What I think happens is this: Brooks, or an intern, actually trawls the Internet looking for his name—not for the pleasure of seeing his name backlit, but to find serviceable quotations associated with ideas that he is associated with too. Thus the McCray sermon, from which he got Sponville briefly into the Kindle, and thus the Wikipedia article on Chua, which introduced him to Emma (linked, of course, to the Gutenberg text of the novel, so he could find it all the more easily: I'll tell you right now, it's the 87th instance of "Miss Bates"). That's incredible!
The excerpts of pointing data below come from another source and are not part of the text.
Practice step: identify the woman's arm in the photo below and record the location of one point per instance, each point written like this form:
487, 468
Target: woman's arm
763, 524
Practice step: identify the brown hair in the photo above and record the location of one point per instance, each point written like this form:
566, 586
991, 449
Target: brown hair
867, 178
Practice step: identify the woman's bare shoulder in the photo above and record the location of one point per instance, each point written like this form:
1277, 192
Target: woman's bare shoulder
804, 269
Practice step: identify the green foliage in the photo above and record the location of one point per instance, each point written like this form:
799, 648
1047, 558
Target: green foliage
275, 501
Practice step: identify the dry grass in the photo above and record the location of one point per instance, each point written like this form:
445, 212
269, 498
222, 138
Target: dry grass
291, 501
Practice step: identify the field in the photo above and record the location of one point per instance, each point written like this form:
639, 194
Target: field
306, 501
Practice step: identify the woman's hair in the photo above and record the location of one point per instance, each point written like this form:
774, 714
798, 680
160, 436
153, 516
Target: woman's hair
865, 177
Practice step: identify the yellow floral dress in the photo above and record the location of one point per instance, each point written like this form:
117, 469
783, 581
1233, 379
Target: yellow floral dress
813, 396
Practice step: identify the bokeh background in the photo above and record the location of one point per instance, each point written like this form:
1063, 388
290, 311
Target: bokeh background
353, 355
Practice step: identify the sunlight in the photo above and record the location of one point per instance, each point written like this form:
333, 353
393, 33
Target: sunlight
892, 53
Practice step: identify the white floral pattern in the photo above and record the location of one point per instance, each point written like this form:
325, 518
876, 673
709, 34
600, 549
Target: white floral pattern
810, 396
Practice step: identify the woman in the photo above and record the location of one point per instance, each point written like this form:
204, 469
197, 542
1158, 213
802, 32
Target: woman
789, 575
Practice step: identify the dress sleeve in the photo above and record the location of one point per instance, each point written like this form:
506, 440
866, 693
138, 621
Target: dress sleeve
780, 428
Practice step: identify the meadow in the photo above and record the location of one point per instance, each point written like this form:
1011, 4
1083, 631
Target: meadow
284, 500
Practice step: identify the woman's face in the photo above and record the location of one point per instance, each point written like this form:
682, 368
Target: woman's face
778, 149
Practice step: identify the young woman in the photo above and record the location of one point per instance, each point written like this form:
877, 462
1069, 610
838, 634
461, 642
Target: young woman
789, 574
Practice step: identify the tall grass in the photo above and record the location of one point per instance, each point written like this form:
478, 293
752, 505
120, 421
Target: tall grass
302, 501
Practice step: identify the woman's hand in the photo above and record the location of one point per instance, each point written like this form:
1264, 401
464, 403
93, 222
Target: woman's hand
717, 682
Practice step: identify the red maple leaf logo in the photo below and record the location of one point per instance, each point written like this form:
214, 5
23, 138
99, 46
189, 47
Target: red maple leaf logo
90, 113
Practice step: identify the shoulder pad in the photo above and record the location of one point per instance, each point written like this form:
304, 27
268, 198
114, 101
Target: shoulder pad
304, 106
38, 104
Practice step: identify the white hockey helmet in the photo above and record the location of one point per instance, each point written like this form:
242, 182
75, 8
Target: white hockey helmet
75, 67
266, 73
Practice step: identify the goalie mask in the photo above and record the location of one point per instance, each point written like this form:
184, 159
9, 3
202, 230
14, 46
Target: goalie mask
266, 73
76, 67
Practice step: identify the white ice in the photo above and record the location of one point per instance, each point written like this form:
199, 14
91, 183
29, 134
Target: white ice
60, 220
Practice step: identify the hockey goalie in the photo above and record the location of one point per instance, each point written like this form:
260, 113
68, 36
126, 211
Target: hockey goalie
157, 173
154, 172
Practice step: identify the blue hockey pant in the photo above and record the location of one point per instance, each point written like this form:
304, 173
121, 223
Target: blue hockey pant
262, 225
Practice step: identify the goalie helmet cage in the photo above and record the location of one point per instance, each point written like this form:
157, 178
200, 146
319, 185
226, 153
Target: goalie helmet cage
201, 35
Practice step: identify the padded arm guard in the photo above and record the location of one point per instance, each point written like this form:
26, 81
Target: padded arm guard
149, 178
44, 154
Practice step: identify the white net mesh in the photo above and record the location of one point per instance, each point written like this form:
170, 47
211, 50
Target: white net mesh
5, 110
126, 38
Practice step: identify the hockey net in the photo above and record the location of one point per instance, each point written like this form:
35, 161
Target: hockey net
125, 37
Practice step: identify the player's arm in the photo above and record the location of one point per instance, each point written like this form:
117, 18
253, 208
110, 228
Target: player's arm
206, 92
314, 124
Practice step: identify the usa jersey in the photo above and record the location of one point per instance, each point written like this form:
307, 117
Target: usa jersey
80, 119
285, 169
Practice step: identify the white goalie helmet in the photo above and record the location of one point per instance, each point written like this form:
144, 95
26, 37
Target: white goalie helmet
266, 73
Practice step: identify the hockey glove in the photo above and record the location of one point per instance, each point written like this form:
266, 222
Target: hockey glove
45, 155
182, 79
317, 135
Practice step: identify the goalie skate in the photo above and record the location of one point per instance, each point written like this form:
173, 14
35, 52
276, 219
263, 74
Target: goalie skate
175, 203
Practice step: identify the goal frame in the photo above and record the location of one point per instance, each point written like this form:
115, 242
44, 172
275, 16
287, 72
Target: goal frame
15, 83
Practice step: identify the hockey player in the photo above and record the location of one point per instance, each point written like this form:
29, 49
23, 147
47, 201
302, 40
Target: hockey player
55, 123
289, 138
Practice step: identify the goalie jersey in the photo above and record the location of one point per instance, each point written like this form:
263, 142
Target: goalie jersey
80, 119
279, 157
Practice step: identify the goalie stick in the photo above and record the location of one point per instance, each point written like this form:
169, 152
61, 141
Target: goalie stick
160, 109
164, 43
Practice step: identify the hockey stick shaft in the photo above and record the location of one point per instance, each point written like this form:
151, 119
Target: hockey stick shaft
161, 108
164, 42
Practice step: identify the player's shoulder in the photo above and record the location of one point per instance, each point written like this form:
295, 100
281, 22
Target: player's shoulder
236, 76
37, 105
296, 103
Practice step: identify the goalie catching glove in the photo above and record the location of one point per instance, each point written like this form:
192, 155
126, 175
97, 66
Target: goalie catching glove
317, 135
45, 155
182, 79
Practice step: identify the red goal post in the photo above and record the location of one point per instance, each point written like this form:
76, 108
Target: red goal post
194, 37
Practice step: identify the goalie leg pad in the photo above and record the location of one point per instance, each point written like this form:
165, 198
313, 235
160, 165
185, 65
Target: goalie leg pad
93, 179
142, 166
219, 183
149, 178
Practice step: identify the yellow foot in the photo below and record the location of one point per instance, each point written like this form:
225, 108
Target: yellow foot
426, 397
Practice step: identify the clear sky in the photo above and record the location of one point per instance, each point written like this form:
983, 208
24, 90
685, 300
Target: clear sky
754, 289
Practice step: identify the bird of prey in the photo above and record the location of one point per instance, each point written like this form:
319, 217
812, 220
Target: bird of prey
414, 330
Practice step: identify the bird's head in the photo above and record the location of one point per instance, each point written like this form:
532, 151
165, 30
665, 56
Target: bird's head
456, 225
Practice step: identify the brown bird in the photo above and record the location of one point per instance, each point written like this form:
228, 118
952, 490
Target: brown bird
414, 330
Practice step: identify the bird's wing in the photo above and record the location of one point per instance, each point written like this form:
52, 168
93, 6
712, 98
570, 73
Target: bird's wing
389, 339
And the "senior member of the House" who spoke unkindly to "a young reporter after she nervously asked him an ill-informed question." He's not saying who he has in mind, but the aptest example on YouTube features somebody he's already mentioned here, Barney Frank, along with Nicholas Ballasy (not a woman, but maybe the genders have been changed to protect the disingenuous) of CNS, on December 21, 2010:

What Brooks wouldn't realize here is that the reporter is not merely ignorant but extraordinarily rude and presumptuous, and really requires a smackdown. Also Ballasy is representing not an actual news outlet but a rightist propaganda organ, the Christianist News Service (as we call it around here; Ballasy is now working for the Daily Caller, so it looks like getting humiliated by Barney did not get him thrown out of the Boys' Club), and the question is loaded, not looking for information but trouble.

Sure enough, Brooks seems to have a problem in this connection with Barney Frank in particular. Here he is about a year after that scene, on the PBS News Hour, December 2, 2011:
JIM LEHRER: Finally, with just a minute left, any thoughts about Barney -- I understand you are not a big fan of Barney Frank, and he, of course, announced his retirement this week. 
DAVID BROOKS: Yes. And this wasn't ideological. 
You know, you go to Capitol Hill, and we see -- just on the show today -- there are these scrums, where these reporters surround the politicians. And most of them are like us, who are sort of middle-aged guys, and we can take it. But there's always a bunch of young people who are just learning the trade. And they're nervous. 
And I just saw Barney Frank as cruel to them on a couple of occasions, needlessly cruel. And I'm sure he did a lot of good things, but that needless cruelty always put me off. 
And two days later on C-SPAN he said much the same thing; but the really interesting thing about that appearance was a caller suggesting a present Brooks could give Frank on his retirement (in closed-captionese; click link for audio):
I HAVE A SUGGESTION, ACTUALLY, A GOING AWAY PRESENT FOR BARNEY FRANK, PERHAPS YOU COULD GIVE HIM A FRAMED COPY OF ED MUPPED BURKE'S WRITING ON MANNERS.I'M SURE YOU'RE FAMILIAR WITH THAT, MANNERS ARE MORE IMPORTANT THAN LAWS.YOU KNOW, LAWS ARE COPPS HERE AND THERE, BUT MANNERS ARE WHAT VEX OR CORRUPT OR PURIFY BY CONSTANT, STEADY, UNIFORM AND SENSIBLE OPERATION LIKE THE AIR WE BREATHE.
There we have it! And now Frank is out of the House, and Brooks is giving him his present (and even his Burke citation is borrowed, uncredited, from somebody else)! What a nasty man our Mr. Politeness is, eh? I don't think he's really so polite after all!